When things go wrong, however, the developer has to go through the agony of bankruptry, foreclosure, loss of credit rating, etc. Yes, he may have a corporation to hide behind, but more times than not the bank wants a personal guarantee, and even when protected by the corporate veil he emerges with his reputation in tatters and cannot be spared the agony of protracted litigation. It's a tough, risky business, and when developers get extremely rich, as they sometimes do, it's probably well earned.

My points are: First, no, the Church doesn't have $2 billion cash lying around; it's borrowing the money, and tithing won't be tapped into only if the commercial project is successful. Second, you can't make these types of projects successful just by throwing money at them. I've seen plenty of gleaming, empty, drafty malls in places like Oklahoma, Texas and Alaska where the developers guessed wrong and got killed or came too late and got crushed at the door when the economy softened (is that other mall at Second South going to take this lying down? Seems there's a lot of competition). The Church seems to be acting like local government here. Yes, there are examples such as the Riverwalk in San Antonio, downtown Baltimore and many others where the city injected resources and helped to make a dismal area bloom. But invariably it's a delicate marrying of private enterprise and risk taking and public incentivizing that makes it work.

Hoya and others here know the actual facts; I don't. Who will be the tennants? Most important, who are the anchor tennants?
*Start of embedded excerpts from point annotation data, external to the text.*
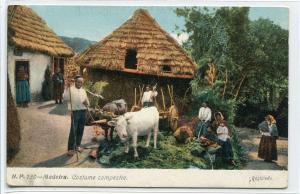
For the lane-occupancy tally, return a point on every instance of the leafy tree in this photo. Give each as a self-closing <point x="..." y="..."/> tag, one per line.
<point x="251" y="57"/>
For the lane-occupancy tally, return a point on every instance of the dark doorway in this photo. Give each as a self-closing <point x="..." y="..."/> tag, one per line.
<point x="166" y="68"/>
<point x="130" y="59"/>
<point x="19" y="65"/>
<point x="59" y="62"/>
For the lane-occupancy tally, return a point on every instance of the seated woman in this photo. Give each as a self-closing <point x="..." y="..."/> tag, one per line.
<point x="224" y="142"/>
<point x="267" y="147"/>
<point x="218" y="116"/>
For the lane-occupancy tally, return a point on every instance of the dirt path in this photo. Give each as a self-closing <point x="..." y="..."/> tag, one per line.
<point x="44" y="132"/>
<point x="250" y="139"/>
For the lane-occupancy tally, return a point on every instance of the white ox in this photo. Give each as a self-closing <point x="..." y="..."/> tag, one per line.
<point x="134" y="124"/>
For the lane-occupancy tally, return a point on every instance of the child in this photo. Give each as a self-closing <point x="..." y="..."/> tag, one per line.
<point x="224" y="142"/>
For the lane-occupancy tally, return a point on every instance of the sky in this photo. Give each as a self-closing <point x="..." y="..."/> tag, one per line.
<point x="96" y="22"/>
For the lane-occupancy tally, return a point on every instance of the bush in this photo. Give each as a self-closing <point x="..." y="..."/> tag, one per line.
<point x="96" y="88"/>
<point x="216" y="103"/>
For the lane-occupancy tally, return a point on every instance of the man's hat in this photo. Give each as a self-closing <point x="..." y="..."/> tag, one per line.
<point x="77" y="77"/>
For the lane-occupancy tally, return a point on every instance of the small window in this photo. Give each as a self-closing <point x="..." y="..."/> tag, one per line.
<point x="166" y="68"/>
<point x="18" y="52"/>
<point x="130" y="59"/>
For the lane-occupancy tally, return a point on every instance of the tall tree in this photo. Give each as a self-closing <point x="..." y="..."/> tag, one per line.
<point x="251" y="57"/>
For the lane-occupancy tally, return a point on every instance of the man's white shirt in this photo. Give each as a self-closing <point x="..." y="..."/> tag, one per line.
<point x="148" y="96"/>
<point x="78" y="96"/>
<point x="204" y="114"/>
<point x="224" y="133"/>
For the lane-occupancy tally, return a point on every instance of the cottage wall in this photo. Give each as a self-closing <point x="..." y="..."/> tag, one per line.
<point x="38" y="63"/>
<point x="121" y="85"/>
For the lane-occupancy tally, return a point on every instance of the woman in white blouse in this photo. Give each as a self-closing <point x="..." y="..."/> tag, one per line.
<point x="224" y="142"/>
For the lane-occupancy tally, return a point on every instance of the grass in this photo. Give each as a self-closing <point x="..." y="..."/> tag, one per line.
<point x="168" y="155"/>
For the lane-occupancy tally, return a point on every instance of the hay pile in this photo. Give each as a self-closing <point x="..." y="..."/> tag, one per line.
<point x="29" y="31"/>
<point x="155" y="49"/>
<point x="13" y="126"/>
<point x="168" y="155"/>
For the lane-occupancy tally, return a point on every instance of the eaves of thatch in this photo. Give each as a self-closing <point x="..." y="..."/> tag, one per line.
<point x="28" y="31"/>
<point x="154" y="46"/>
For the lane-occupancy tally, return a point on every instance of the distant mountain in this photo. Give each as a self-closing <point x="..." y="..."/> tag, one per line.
<point x="77" y="44"/>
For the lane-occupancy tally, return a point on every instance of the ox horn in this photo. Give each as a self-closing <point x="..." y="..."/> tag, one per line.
<point x="112" y="123"/>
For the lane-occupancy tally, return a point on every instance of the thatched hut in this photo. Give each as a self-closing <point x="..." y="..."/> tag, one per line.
<point x="138" y="52"/>
<point x="32" y="44"/>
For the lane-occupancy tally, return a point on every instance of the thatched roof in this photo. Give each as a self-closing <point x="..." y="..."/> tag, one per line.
<point x="27" y="30"/>
<point x="155" y="48"/>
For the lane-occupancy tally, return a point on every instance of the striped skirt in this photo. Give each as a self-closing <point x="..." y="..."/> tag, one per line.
<point x="22" y="92"/>
<point x="267" y="148"/>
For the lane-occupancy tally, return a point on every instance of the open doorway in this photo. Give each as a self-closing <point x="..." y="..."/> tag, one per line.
<point x="20" y="65"/>
<point x="130" y="59"/>
<point x="59" y="62"/>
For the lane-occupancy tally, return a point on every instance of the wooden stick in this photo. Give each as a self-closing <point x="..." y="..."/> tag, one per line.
<point x="225" y="83"/>
<point x="163" y="98"/>
<point x="134" y="96"/>
<point x="72" y="120"/>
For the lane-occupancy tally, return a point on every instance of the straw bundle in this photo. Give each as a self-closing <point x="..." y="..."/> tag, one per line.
<point x="28" y="31"/>
<point x="154" y="46"/>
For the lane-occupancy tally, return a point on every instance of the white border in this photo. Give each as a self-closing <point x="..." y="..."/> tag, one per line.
<point x="294" y="89"/>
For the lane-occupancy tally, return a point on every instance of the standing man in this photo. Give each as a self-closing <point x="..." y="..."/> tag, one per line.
<point x="78" y="104"/>
<point x="204" y="117"/>
<point x="148" y="97"/>
<point x="58" y="85"/>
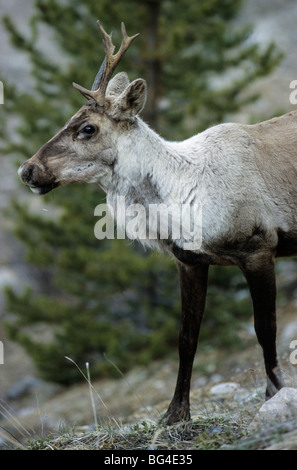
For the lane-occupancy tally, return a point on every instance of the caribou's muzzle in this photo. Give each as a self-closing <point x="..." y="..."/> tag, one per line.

Is the Church selling municipal backed bonds? (ACLU, are you listening?) Is there a commercial lender? Is the temple being pledged as collateral? (This is giving me an idea for a great comic novel spoofing LDS utah culture.) Has anybody seen their pro formas, cash flow projections? Are their assumptions realistic? If law firms were publically traded I think James Cramer would be issuing a buy recomendation for the ones in SLC. Consturction contractors are notorious litigation predators. It will be interesting to see this unfold.

I'm catching up to all the posts in this thread.

SU, I thought you were a smart lawyer dude. This post is extremely naive and unreasonably skeptical.

"Are their assumptions realistic?" Give me a freakin' break.

"Is the church selling municipal backed bonds?" Are you from a cave and today is your first experience with the church?